The following video demonstration shows a simple warm up for the entire body which allows communication between all joints from the ground up. It is important to establish this communication of movement to the muscles so that they become aware of the action the body is about to demand on them. Remember from our previous post about Balancing the Hip that the joint commands the muscles so why would you just do a static hold of a stretch for 30 seconds or so as a warm up? Doesn’t make sense now, right?
The second half of this short clip will show you how to warm up the back hip (hamstring, glute), front hip (hip flexor, quad), side hip (adductor, IT band) and ankle (calves, achilles). Some important things to note about these movements:
- The movement is full body, meaning that as you move it should start at the ankles and move up through the hips into your upper body. The communication between joints connecting as a chain is the key to proper flexibility.

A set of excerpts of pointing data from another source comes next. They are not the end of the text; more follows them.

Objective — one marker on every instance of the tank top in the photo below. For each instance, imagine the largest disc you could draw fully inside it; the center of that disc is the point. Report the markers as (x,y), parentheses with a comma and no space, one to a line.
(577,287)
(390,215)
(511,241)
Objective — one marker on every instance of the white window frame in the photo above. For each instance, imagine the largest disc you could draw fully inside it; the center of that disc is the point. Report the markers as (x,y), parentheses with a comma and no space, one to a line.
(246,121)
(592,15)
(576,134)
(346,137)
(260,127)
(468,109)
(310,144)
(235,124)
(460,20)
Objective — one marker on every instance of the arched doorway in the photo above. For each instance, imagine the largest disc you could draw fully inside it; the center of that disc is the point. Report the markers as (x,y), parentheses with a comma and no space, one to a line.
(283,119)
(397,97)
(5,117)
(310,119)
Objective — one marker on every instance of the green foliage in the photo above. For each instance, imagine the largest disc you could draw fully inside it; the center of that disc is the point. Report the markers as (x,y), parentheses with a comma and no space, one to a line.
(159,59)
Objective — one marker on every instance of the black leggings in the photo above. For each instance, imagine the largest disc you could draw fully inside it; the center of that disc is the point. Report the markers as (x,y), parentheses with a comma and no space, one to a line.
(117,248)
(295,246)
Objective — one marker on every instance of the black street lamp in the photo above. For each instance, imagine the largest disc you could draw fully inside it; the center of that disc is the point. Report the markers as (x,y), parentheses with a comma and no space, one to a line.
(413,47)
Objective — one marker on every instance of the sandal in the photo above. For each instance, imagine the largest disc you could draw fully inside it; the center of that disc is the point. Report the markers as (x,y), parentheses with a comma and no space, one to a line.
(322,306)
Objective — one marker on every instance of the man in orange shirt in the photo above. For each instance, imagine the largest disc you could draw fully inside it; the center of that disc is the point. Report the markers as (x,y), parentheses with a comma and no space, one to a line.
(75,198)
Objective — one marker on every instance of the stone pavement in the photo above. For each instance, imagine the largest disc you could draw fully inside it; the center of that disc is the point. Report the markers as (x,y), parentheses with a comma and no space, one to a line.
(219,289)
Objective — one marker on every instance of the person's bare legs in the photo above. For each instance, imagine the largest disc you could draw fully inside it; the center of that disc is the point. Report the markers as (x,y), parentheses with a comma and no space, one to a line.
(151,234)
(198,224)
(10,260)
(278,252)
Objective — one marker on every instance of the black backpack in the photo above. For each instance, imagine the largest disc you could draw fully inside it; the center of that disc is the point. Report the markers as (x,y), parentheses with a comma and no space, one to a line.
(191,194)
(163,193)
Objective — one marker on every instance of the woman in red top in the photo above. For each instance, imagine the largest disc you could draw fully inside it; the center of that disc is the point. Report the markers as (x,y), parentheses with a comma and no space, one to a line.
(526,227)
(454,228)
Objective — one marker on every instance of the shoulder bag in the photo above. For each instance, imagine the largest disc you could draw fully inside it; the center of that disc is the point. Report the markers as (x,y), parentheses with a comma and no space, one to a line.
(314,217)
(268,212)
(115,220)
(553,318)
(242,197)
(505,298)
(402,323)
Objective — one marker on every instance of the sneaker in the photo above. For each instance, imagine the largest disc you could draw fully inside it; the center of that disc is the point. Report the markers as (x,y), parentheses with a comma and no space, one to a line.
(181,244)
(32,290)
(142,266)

A restriction in one area can lead to compensations in others.
- Perform the warm up on both sides! If the demo shows the right foot forward be sure to do the same moves with the left foot forward.
- Avoid the Cheat! During what I call the ‘Stride Warm Up’ I will often instruct the athlete to hold an object overhead such as a baseball bat, golf club, Lacrosse stick or any straight item. This helps to improve the quality of the warm up by the unavoidable ‘cheats’ the body may try if, say, the upper body tension is preventing a full body stretch you might see an arm drop in compensation.
- Power in the Pelvis! Remember that the hip is a ball in socket joint where the ball is the top end of the femur bone and the pelvis has the socket part. When trying to warm up the HIP we are fixing the ‘ball’ in place and moving the ‘socket’ around it. So, don’t just move your arms in the directions you see, be sure to let the pelvis lead the way. I tell people to use their belly button as a guide.
- Kneeling before Standing. In the demo you will see the same movements performed kneeling then again standing. When starting out with 3D hip flexibility it is best to eliminate any kind of ‘cheat’ the body will look for. If we take away the knee as compensation we will allow the hip to achieve more range of motion so start with the kneeling ones until you can feel the proper warm up in the right places. You’ll begin to see how many knee injuries can be avoided by simply allowing the hip to do it’s job. More to come on KNEE safety!
- Speaking of safety PLEASE, if you feel pain when performing these movements consult with your movement specialist physician before continuing.
- m&m Principle applies! The more often you perform these movements the easier your body will remember them and the more efficient and reproducible your movements will become. More is better! Move Better. Perform better.